NEW DELHI: International Monetary Fund (
IMF) chief economist
Pierre-Olivier Gourinchas on Tuesday said India may benefit from tariff and other actions against China.
“India is already benefiting from large FDI inflow since 2020… Countries that are not very connected with China may be in a position to benefit more if the measures (higher tariffs) are extended to countries that do a lot of trade with China… India is in that space,” he said at the TN Srinivasan Memorial lecture, adding that the gains from trade may not be so large.
The US and EU recently announced higher import duties on some Chinese products and FDI from China is already facing heightened scrutiny in several parts of the world.
Gourinchas cautioned that fragmentation can impact trade flows, capital flows and labour flows. In the short term, it may affect supply and inflation. Global cooperation may be more difficult to address challenges like climate, debt problems or technological changes.

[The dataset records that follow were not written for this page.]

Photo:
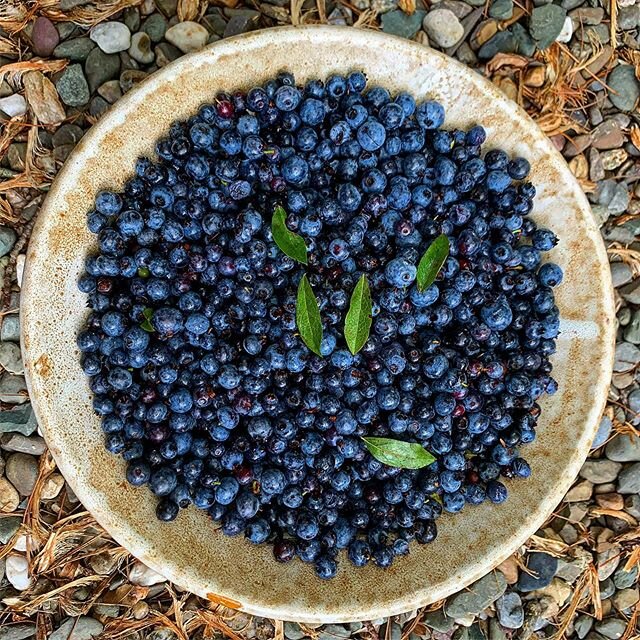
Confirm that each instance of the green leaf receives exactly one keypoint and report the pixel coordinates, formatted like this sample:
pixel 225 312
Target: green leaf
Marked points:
pixel 308 316
pixel 432 261
pixel 357 324
pixel 397 453
pixel 146 324
pixel 291 244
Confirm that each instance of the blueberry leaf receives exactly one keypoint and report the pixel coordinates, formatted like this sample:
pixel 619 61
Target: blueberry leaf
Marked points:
pixel 146 324
pixel 357 324
pixel 432 261
pixel 291 244
pixel 308 316
pixel 397 453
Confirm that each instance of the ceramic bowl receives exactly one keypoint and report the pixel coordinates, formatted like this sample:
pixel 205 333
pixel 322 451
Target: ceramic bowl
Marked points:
pixel 191 551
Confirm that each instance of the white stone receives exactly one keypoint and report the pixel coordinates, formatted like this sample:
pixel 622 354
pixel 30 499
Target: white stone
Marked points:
pixel 567 31
pixel 14 106
pixel 443 27
pixel 143 576
pixel 17 571
pixel 111 37
pixel 187 36
pixel 20 268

He said there is an emergence of connector countries, such as Vietnam and Mexico, which are gaining market share in US imports and they have received more FDI and exports from China since 2017. Countries that export more to the US are importing more from China, not just at the macro level but even in certain product categories. “You see the same thing for FDI — more FDI from China into a country translates into more export from that country to the US,” the IMF chief economist said.
He, however, cautioned that the diversification has resulted in lengthening of the supply chain, and not necessarily a reorganisation of the supply chain. “Trade flows are making more stops.” He also said some of the financial flows are re-routed through offshore financial centres. “The cost of fragmentation is difficult to estimate. A number of countries that remain non-aligned can benefit,” Gourinchas said.